GENERAL VERRILLI: Well, while they are young and healthy, that would be true. But they are not going to be young and healthy forever. They are going to be on the other side of that actuarial equation at some point. And of course, you don’t know which among that group is the person who’s going to be hit by the bus or get the definitive diagnosis. And that -­

JUSTICE ALITO: The point is — no, you take into account that some people in that group are going to be hit by a bus, some people in that group are going to unexpectedly contract or be diagnosed with a disease that — that is very expensive to treat. But if you take their costs and you calculate that, that’s a lot less than the amount that they are going to be required to pay. So that you can’t just justify this on the basis of their trying to shift their costs off to other people, can you?

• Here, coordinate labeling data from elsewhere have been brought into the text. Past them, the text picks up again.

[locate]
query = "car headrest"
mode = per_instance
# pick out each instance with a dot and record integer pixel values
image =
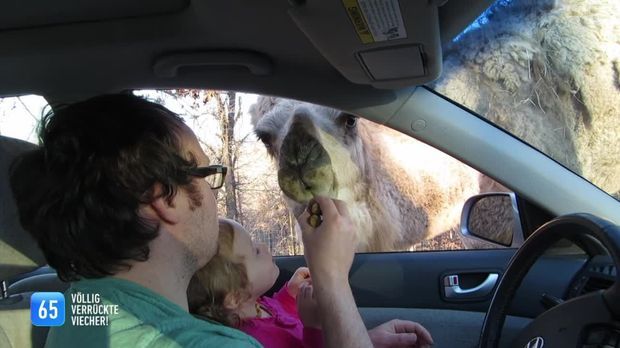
(19, 252)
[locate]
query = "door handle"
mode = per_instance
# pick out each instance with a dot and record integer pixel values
(453, 290)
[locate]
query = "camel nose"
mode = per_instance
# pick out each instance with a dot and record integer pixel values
(300, 148)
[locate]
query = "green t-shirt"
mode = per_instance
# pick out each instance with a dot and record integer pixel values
(110, 313)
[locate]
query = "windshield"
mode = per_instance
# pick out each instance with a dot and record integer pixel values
(549, 73)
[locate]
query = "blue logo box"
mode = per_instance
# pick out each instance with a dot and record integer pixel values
(47, 309)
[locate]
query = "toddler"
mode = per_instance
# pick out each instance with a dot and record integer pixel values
(229, 288)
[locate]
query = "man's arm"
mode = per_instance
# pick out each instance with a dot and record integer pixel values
(329, 250)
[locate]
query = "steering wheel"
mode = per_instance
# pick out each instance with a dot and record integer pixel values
(564, 324)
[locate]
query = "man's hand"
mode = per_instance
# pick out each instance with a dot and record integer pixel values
(400, 333)
(330, 247)
(300, 278)
(308, 308)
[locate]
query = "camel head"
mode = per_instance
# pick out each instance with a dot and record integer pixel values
(317, 149)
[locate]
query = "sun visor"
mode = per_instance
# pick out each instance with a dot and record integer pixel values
(36, 13)
(384, 43)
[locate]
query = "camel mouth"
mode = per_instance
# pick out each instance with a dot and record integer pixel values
(305, 168)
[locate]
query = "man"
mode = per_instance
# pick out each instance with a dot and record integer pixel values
(117, 199)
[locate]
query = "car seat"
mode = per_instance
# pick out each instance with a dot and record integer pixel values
(22, 264)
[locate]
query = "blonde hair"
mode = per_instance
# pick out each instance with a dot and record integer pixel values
(224, 274)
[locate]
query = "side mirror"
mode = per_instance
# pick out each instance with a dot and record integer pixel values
(494, 218)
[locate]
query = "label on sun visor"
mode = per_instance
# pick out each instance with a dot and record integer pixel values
(376, 20)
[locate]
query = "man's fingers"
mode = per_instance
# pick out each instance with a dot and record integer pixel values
(403, 339)
(328, 207)
(405, 326)
(341, 207)
(302, 220)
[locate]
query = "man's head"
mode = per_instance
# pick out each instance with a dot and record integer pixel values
(102, 164)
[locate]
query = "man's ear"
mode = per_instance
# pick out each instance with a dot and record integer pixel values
(162, 209)
(232, 301)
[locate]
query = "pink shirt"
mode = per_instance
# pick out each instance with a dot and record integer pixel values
(283, 329)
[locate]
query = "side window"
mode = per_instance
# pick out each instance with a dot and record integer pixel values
(402, 194)
(19, 116)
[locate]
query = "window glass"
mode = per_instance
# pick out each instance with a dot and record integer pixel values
(222, 121)
(19, 116)
(434, 187)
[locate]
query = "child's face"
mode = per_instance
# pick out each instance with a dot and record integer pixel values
(262, 271)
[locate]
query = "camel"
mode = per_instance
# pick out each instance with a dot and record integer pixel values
(399, 191)
(548, 71)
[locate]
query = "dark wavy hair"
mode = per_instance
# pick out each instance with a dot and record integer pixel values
(79, 193)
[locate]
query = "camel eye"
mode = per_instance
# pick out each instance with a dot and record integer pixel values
(351, 121)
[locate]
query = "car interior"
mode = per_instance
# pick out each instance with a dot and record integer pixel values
(322, 52)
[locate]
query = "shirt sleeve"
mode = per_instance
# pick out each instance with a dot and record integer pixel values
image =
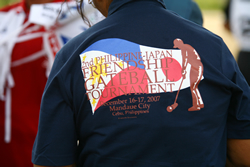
(238, 122)
(56, 141)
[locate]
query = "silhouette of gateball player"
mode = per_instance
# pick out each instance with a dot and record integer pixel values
(189, 55)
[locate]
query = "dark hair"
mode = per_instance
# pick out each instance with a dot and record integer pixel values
(80, 9)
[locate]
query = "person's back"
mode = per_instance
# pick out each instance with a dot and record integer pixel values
(127, 99)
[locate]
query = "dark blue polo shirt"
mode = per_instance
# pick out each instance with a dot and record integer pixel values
(142, 88)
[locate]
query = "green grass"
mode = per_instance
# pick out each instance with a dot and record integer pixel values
(211, 4)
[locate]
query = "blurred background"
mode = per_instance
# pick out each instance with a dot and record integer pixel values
(213, 16)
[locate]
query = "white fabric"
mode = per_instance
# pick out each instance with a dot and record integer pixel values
(240, 22)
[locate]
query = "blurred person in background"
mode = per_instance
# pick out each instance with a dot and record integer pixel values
(188, 9)
(111, 97)
(238, 22)
(30, 35)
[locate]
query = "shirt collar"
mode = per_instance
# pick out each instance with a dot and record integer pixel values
(118, 3)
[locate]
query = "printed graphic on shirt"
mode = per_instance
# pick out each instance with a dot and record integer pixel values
(115, 67)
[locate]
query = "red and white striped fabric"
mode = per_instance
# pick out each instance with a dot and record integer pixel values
(27, 50)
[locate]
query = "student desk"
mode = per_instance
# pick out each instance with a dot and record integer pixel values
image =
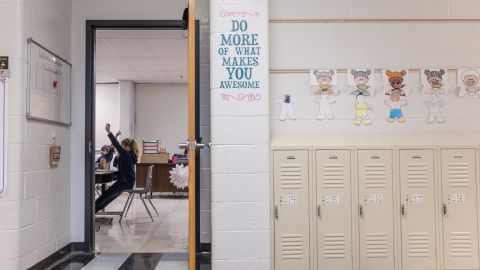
(160, 177)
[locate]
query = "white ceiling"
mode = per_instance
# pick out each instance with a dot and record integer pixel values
(143, 56)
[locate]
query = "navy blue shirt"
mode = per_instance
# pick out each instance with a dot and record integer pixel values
(126, 162)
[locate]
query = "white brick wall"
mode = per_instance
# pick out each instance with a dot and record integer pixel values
(377, 45)
(35, 210)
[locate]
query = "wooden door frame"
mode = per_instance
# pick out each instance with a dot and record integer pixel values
(91, 27)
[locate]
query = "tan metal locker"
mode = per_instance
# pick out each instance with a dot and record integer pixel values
(334, 210)
(460, 233)
(291, 196)
(376, 221)
(417, 198)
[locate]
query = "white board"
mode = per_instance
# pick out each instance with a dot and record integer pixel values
(3, 132)
(49, 91)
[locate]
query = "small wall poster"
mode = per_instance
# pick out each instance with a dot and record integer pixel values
(468, 83)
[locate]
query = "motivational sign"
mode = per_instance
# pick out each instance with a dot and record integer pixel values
(239, 52)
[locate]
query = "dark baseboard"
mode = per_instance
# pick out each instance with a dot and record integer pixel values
(205, 254)
(43, 264)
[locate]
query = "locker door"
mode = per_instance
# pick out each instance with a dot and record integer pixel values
(376, 209)
(334, 210)
(291, 210)
(459, 209)
(417, 193)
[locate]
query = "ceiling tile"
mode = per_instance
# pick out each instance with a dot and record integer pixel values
(174, 64)
(168, 47)
(111, 33)
(145, 64)
(130, 47)
(161, 34)
(112, 64)
(155, 76)
(178, 76)
(104, 50)
(108, 76)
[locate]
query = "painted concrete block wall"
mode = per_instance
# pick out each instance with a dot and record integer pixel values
(203, 11)
(376, 45)
(240, 146)
(36, 208)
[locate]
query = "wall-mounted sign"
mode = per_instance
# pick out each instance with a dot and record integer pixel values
(48, 94)
(238, 46)
(55, 151)
(3, 132)
(4, 66)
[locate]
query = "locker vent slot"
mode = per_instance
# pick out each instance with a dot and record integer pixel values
(417, 175)
(333, 176)
(375, 175)
(461, 244)
(292, 246)
(334, 245)
(419, 244)
(458, 175)
(377, 245)
(291, 176)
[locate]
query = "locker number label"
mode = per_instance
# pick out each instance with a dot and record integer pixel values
(377, 198)
(416, 199)
(289, 199)
(457, 198)
(331, 199)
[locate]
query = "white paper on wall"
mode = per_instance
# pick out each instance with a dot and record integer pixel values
(361, 81)
(396, 79)
(434, 80)
(3, 132)
(324, 80)
(468, 81)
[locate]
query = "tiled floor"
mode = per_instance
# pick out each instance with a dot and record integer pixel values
(125, 261)
(137, 234)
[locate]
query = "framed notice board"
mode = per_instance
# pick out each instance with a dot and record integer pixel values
(49, 86)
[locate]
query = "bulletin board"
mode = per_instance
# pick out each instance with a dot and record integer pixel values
(49, 86)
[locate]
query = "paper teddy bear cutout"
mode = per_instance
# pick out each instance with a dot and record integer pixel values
(433, 103)
(324, 100)
(435, 80)
(469, 84)
(396, 80)
(361, 111)
(361, 79)
(286, 111)
(396, 104)
(324, 79)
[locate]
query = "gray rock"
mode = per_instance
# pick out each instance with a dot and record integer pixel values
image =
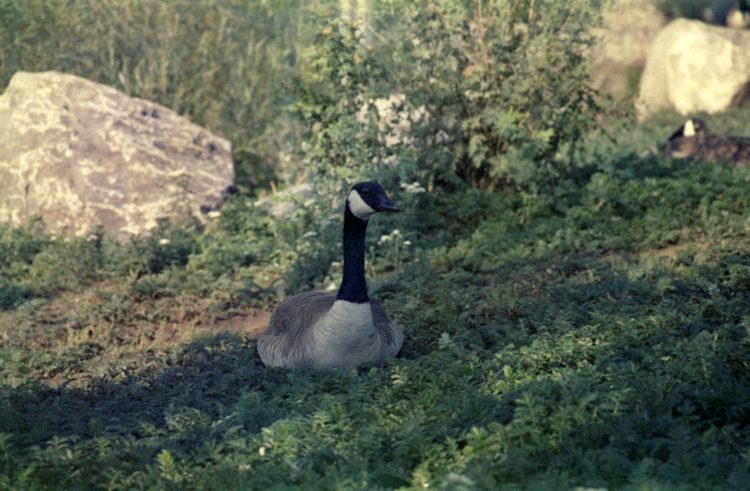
(628, 28)
(695, 67)
(80, 154)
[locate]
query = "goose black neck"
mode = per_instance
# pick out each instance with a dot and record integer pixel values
(353, 286)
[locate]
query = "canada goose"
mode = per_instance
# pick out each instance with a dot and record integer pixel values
(693, 140)
(325, 331)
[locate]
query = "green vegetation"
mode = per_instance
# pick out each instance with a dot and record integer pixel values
(585, 325)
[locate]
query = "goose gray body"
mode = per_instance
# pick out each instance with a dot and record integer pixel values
(314, 330)
(326, 331)
(692, 140)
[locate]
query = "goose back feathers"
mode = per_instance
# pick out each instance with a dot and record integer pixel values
(325, 331)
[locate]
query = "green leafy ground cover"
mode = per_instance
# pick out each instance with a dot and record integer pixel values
(585, 325)
(602, 342)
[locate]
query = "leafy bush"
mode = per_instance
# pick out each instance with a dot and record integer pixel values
(223, 63)
(495, 93)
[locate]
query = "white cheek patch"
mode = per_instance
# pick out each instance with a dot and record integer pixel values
(689, 129)
(358, 207)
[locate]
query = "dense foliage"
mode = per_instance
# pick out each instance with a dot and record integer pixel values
(492, 92)
(602, 344)
(586, 326)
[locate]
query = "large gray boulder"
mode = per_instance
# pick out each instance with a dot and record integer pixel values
(628, 28)
(80, 154)
(695, 67)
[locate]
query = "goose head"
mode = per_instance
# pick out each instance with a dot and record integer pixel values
(367, 198)
(690, 129)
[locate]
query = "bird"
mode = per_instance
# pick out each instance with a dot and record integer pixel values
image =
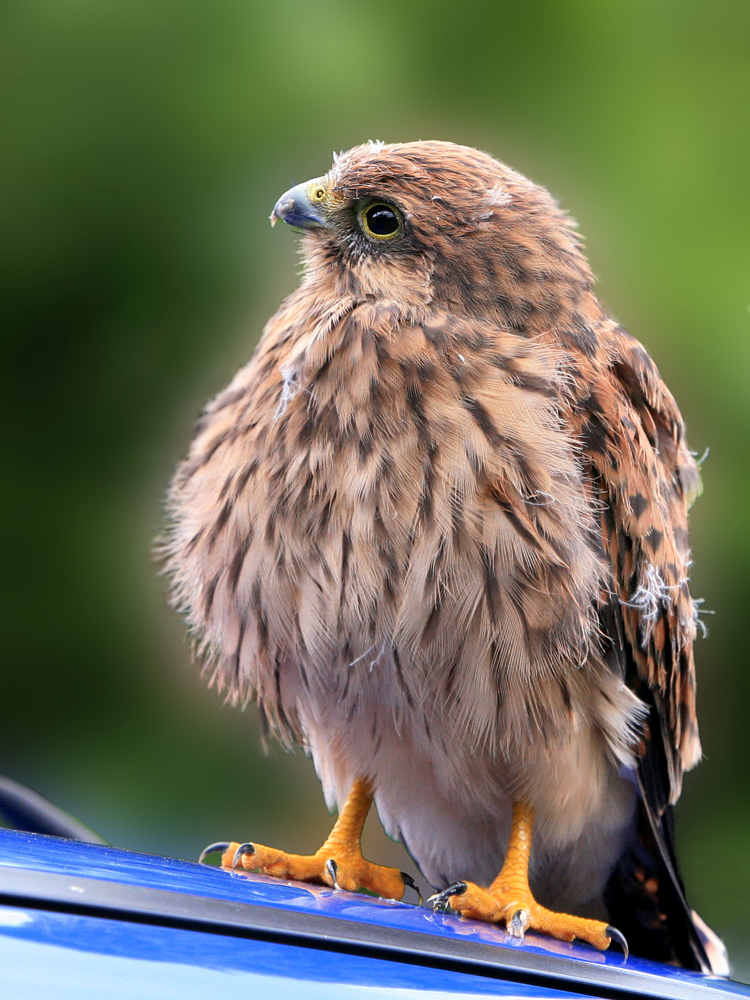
(436, 528)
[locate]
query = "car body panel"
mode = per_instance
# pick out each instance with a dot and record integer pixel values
(96, 907)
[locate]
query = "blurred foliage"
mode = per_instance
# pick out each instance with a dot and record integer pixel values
(144, 143)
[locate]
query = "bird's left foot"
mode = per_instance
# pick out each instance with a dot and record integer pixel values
(519, 911)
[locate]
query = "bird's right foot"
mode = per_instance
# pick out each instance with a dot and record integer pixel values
(334, 865)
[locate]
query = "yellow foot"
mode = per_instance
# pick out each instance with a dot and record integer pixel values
(331, 865)
(519, 911)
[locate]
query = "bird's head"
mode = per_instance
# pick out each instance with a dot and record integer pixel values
(437, 224)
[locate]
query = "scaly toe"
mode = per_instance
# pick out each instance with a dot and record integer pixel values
(240, 852)
(518, 923)
(332, 869)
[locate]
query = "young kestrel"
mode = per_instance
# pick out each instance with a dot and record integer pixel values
(437, 527)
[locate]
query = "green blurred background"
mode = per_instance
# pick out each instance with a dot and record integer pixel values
(144, 143)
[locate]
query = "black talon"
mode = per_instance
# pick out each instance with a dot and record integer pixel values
(408, 880)
(440, 899)
(242, 849)
(615, 935)
(332, 868)
(221, 845)
(518, 923)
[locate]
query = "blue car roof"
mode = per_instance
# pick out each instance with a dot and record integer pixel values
(87, 882)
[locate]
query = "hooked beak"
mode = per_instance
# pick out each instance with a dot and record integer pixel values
(296, 209)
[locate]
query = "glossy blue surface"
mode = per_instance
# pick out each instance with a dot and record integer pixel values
(65, 957)
(112, 864)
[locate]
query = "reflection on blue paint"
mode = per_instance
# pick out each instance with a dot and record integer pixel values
(59, 955)
(153, 946)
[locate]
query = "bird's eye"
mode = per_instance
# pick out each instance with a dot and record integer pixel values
(380, 221)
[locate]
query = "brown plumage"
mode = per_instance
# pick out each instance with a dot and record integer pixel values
(437, 527)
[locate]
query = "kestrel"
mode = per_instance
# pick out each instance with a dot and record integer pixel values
(437, 528)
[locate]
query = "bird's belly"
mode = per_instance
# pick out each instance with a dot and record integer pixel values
(450, 803)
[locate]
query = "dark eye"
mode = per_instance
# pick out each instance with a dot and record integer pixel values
(380, 221)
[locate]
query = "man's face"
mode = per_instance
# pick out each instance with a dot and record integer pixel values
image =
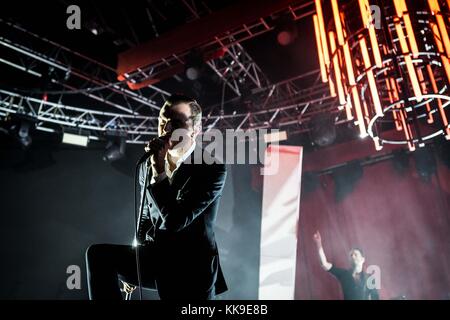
(176, 118)
(356, 258)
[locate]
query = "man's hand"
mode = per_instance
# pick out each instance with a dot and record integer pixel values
(317, 239)
(159, 148)
(323, 259)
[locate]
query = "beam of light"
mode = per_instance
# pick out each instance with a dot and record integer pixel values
(377, 144)
(337, 69)
(323, 70)
(407, 130)
(395, 97)
(436, 10)
(366, 19)
(439, 101)
(402, 12)
(424, 90)
(323, 36)
(440, 47)
(359, 114)
(409, 64)
(370, 77)
(337, 22)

GENERAL VERRILLI: Well, no, the people in that class get benefits, too, Justice Alito. They get the guaranteed-issue benefit that they would not otherwise have, which is an enormously valuable benefit. And in terms of the — the subsidy
rationale, I don’t think — I think it’s — it would be unusual to say that it’s an illegitimate exercise of the commerce power for some people to subsidize others. Telephone rates in this country for a century were set via the exercise of the commerce power in a way in which some people paid rates that were much higher than their costs in order to subsidize -­

JUSTICE SCALIA: Only if you make phone calls. (31-34)

Despite this performance, it seems like Kennedy gets it nonetheless.